Our findings showed that chronic cough patients typically presented with dry cough, as similar to that in previous studies [8, 24]. Nonetheless, chronic productive cough mostly appeared in patients with chronic bronchitis, bronchiectasis, cystic fibrosis, as well as chronic respiratory infections [25,26,27,28]. A prospective study on the systematic assessment of cough characters reported poor added value in determining any specific diagnosis in adults [29]. By contrast, cough characteristics formed a major classification of cough in children and assisted in a diagnosis of protracted bacterial bronchitis (PBB), one of the most common causes of chronic cough in children [30]. We found that patients with productive cough had a higher prevalence of morning cough with concomitant rhinitis/sinusitis-related symptoms compared with those with dry cough, indicating a possible relationship between the production of phlegm and the change of body position. Excessive mucus from the nose were more likely to drop into the throat or lower respiratory tract while asleep. Moreover, productive cough and rhinitis/sinusitis-related symptoms showed well predictive value for diagnosing UACS [9]. Based on the above findings, we inferred that UACS might be one of the most important causes in cases with productive cough.

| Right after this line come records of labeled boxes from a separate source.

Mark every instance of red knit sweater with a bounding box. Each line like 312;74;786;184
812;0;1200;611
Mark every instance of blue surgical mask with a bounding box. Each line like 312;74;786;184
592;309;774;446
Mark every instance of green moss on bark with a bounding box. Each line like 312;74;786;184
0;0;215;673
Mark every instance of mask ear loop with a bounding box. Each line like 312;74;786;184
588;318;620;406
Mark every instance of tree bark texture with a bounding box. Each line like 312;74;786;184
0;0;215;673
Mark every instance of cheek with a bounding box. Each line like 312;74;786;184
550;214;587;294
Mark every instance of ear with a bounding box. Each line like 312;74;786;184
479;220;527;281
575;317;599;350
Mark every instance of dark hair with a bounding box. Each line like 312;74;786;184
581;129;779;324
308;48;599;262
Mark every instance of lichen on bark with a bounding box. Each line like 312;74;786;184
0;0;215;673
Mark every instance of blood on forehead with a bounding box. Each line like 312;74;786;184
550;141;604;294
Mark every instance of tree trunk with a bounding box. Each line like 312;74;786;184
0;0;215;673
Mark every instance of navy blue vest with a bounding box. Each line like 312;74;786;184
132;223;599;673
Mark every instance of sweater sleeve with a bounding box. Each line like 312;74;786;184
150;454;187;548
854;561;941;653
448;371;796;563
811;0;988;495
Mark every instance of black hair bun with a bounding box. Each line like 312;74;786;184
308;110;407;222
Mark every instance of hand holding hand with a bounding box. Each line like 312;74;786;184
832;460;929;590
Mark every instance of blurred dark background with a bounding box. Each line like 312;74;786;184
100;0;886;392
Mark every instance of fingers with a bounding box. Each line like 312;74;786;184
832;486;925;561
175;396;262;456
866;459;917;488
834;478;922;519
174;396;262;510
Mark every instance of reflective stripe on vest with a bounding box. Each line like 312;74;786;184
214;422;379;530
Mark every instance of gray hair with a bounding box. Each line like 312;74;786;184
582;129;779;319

In the present survey, we observed that cough mostly occurred during the day, which was consistent with the cough measurement of 24-hours automated cough monitors [31]. There was a potential possibility of suppression of the cough reflex by cortical pathways or the reduction of exposure to tussive stimuli during sleep [32,33,34,35]. Intriguingly, our results showed women reported more nocturnal cough, being similar to those observations in community population survey both in Australia [36] and Europe [37]. The previous works suggested most females and nocturnal cough in CVA [8, 9], the most common cause of chronic cough in China [6]. Hence, it was reasonable to speculate that CVA might be an important etiology in Cantonese chronic cough population. Recently, studies showed patients with refractory chronic cough were less able to voluntarily suppress capsaicin-evoked cough compared to healthy controls [38, 39]. Whether this impaired ability of cough suppression, especially at night, mostly occurred in female patients with chronic cough remained unclear. Taken together, asthma or allergy, environmental exposure, and decreased cough reflex suppression might play a role in nocturnal cough frequently occurring in females.

The main strengths of our study are chronic cough patients from thirteen tertiary hospitals and unselective data collection, supporting the representativeness of this study. In addition, we also reported the differences of clinical profiles, regardless of in different genders or cough characters. Our study has several limitations. Firstly, this survey was only conducted in respiratory specialist clinics of tertiary hospitals, but not in primary and secondary care centers. Secondly, although the patients were enrolled from 13 sites, the sample is not large. Therefore, our data might not fully reflect demographics and cough features of overall chronic cough population. Lastly, we did not explore the reason why the patients with chronic cough had an equal gender distribution and young profile in this study.

Conclusions

In summary, our study shows that chronic cough patients displayed an equal gender and young predominance in Guangdong, further highlighting the distinct age and gender distribution between China and Western countries. In addition, female patients present different clinical features from male patients, such as an elder age and more nocturnal cough in women. This implies that further study is needed to elucidate the possible mechanism of these discrepancies, thereby achieving the better understanding and management of chronic cough.